L’impasse empêche quelque 20 millions de tonnes de céréales d’atteindre les marchés d’exportation tels que l’Afrique. La récolte de 50 millions de tonnes prévue par l’Ukraine cette année est également en danger car la capacité de stockage est faible.

Le ministre russe des Affaires étrangères, Sergueï Lavrov, a déclaré mercredi après des entretiens en Turquie que Moscou était prêt à offrir des garanties « d’une manière ou d’une autre » qu’il ne « profiterait pas de la situation » si l’Ukraine dégageait un chemin vers ses ports. L’Ukraine a miné sa côte de la mer Noire pour protéger Odessa, sa principale ville portuaire, et les régions voisines des assauts russes.

Mais Kyiv veut que davantage d’armes occidentales protègent son littoral et que ses routes d’exportation soient patrouillées par une marine tierce, potentiellement turque.

Un navire de la marine russe est vu à travers une volée d’oiseaux dans le port de la mer Noire de Sébastopol, en Crimée, le 16 février 2022 © Alexey Pavlishak/Reuters

« Nous avons besoin de suffisamment d’armes pour protéger Odessa et cette partie de la côte de la mer Noire », a déclaré mercredi le ministre ukrainien des Affaires étrangères Dmytro Kuleba lors d’un point de presse. « Et nous avons besoin d’une mission claire des pays en qui nous pouvons avoir confiance pour patrouiller ce canal par lequel les expéditions de céréales se feront.

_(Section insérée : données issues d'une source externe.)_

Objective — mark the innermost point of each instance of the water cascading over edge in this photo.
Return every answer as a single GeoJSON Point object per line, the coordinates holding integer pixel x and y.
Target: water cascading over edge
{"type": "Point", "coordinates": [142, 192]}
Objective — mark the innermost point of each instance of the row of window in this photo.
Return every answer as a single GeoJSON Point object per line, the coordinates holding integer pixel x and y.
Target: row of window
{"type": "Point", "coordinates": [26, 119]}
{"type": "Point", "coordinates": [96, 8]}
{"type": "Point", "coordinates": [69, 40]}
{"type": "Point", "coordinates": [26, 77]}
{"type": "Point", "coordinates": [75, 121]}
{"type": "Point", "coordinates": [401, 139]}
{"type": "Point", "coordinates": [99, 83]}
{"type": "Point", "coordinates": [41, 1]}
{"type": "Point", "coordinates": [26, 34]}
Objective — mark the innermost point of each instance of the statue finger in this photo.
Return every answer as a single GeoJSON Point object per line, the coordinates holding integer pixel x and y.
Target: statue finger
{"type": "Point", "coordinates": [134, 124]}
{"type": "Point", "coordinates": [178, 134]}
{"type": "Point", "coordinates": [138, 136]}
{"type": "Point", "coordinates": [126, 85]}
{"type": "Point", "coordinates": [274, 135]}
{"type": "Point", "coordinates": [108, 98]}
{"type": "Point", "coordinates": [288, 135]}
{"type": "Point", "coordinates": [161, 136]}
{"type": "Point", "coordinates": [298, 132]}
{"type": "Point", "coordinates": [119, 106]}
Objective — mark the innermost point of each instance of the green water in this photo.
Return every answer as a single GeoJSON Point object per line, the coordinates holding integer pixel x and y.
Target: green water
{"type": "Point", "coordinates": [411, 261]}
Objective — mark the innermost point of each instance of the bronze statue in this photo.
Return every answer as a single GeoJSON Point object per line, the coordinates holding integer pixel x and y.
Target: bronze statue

À cet égard, nous pouvons faire confiance aux forces navales turques.

Un responsable de l’UE a déclaré : « Tout le monde a perdu confiance en Poutine. Nous essayons toujours de convaincre nos amis de Kyiv de tenir compte de ce que la Russie propose comme garanties pour instaurer la confiance. Mais . . . l’horloge tourne.

La Turquie, membre de l’OTAN qui entretient également des liens étroits avec Moscou, estime qu’elle dispose à la fois de la capacité militaire et de la confiance nécessaires pour agir en tant qu’intermédiaire. Elle propose des navires capables de déminer et des navires de guerre pour escorter les cargos, selon deux personnes proches du dossier.

Kyiv est disposée à laisser la Russie inspecter les navires céréaliers pour vérifier qu’ils ne sont pas utilisés pour fournir des armes à l’Ukraine, selon une personne proche du dossier, mais a hésité face aux demandes russes de faire partie de l’escorte navale.

Volodymyr Zelenskyy, président de l’Ukraine, a déclaré mardi au FT que l’Ukraine n’autoriserait pas les navires russes à accéder à ses ports, affirmant qu’il tentait de sécuriser un « corridor maritime sûr pouvant être utilisé par tous les pays sauf la Fédération de Russie car nous n’avons pas toute confiance en Russie ».

Kyiv ne conclurait aucun « arrangement » directement avec Moscou pour libérer la navigation, a-t-il ajouté.

Au lieu de cela, l’Ukraine veut plus de missiles sol-navire pour repousser les navires de guerre russes plus loin de la côte et limiter la capacité de la Russie à monter une attaque amphibie.

Au centre du différend se trouve Odessa, le plus grand port encore sous contrôle ukrainien. La Russie s’est opposée à l’utilisation d’Odessa pour les expéditions de céréales, ont déclaré deux des personnes au courant de l’état des pourparlers. Moscou craint probablement que l’ouverture du port ne crée une importante bouée de sauvetage économique et militaire pour Kyiv, ont-ils ajouté.

Au lieu de cela, Poutine a appelé à rediriger le trafic maritime à travers la ville russe de Marioupol, qui a été presque complètement détruite après un siège d’une semaine, et à proximité de Berdyansk.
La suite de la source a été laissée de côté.